Die Kosten eines selbständigen Beweisverfahrens in der Kostenfesetzung

Die Kosten eines selbständigen Beweisverfahrens sind auch dann als Gerichtskosten des nachfolgenden Hauptsacheverfahrens festzusetzen, wenn das Hauptsacheverfahren von einem Rechtsschutzversicherer in Prozessstandschaft für seine Versicherungsnehmer geführt wird.

Die Kosten eines selbständigen Beweisverfahrens in der Kostenfesetzung

Die Kosten des selbständigen Beweisverfahrens gehören zu den Kosten des anschließenden Hauptsacheverfahrens und werden von der darin getroffenen Kostenentscheidung dann umfasst, wenn Parteien und Streitgegenstand des Hauptsacheverfahrens mit denen des Beweisverfahrens identisch sind1.
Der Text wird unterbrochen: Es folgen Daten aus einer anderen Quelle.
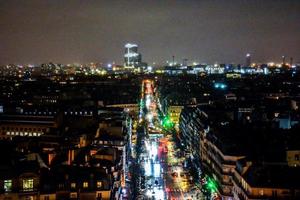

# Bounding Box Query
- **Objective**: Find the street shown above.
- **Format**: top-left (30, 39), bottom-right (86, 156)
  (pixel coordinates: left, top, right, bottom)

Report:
top-left (132, 80), bottom-right (201, 200)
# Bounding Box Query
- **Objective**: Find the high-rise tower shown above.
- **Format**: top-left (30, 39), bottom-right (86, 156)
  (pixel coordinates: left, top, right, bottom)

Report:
top-left (124, 43), bottom-right (142, 68)
top-left (245, 53), bottom-right (251, 67)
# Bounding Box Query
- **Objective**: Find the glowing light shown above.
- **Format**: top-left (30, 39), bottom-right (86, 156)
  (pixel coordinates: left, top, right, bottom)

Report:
top-left (162, 116), bottom-right (174, 129)
top-left (125, 43), bottom-right (137, 48)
Die einseitige Erklärung des Antragstellers, ein selbständiges Beweisverfahren sei in der Hauptsache erledigt, ermöglicht keine Kostengrundentscheidung gegen den Antragsteller; denn in diesem Verfahren ergeht grundsätzlich keine Kostenentscheidung2. Nimmt der Antragsgegner nach der Erhebung des beantragten Beweises eine Handlung vor, die das Interesse des Antragstellers entfallen lässt, den Antragsgegner hierauf klageweise in Anspruch zu nehmen, steht dem Antragsteller jedoch die Klage auf Feststellung offen, dass der Antragsgegner zu der vorgenommenen Handlung verpflichtet war; obsiegt er in diesem Verfahren, erreicht er eine Kostengrundentscheidung, die die Kosten des selbständigen Beweisverfahrens umfasst3.
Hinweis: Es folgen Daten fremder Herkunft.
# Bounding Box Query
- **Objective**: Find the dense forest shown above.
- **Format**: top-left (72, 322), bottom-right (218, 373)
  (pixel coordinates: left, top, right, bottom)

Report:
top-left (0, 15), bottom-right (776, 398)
Nach diesen Grundsätzen waren aufgrund des der Feststellungsklage stattgebenden Urteils die Kosten des selbständigen Beweisverfahrens als Teil der Kosten des Feststellungsrechtsstreits gegen den Beklagten festzusetzen.
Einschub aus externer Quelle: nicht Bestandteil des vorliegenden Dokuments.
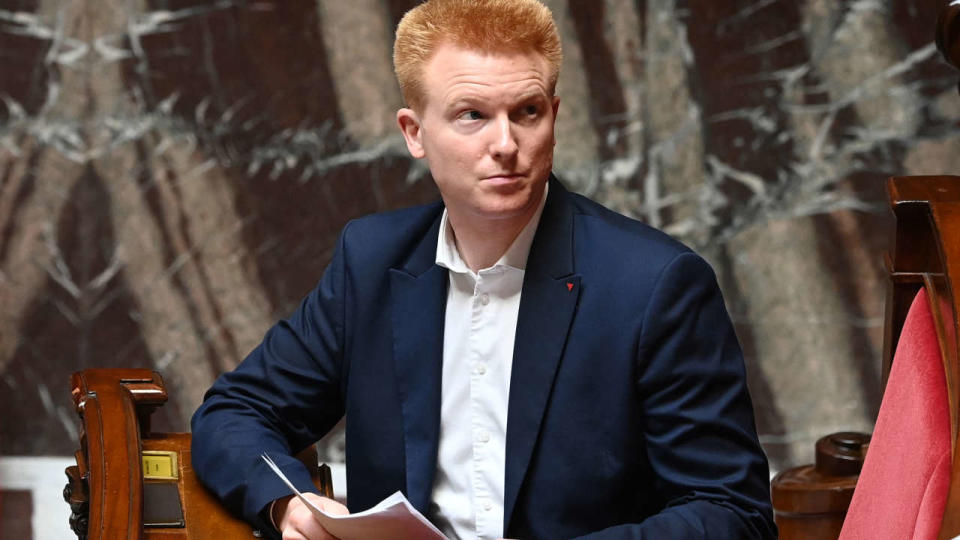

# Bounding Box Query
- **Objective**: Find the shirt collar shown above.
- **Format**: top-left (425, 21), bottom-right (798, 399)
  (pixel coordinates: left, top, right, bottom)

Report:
top-left (436, 183), bottom-right (550, 273)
Die Feststellungsklage und das ihr vorangegangene selbständige Beweisverfahren betreffen in der Sache denselben Gegenstand, nämlich Mängel des von den Versicherungsnehmern der Rechtsschutzversicherung gemieteten Hauses und die Feststellung der aus dem Mietverhältnis folgenden Beseitigungspflicht des Beklagten gegenüber den Versicherungsnehmern der Rechtsschutzversicherung in Bezug auf diese Mängel.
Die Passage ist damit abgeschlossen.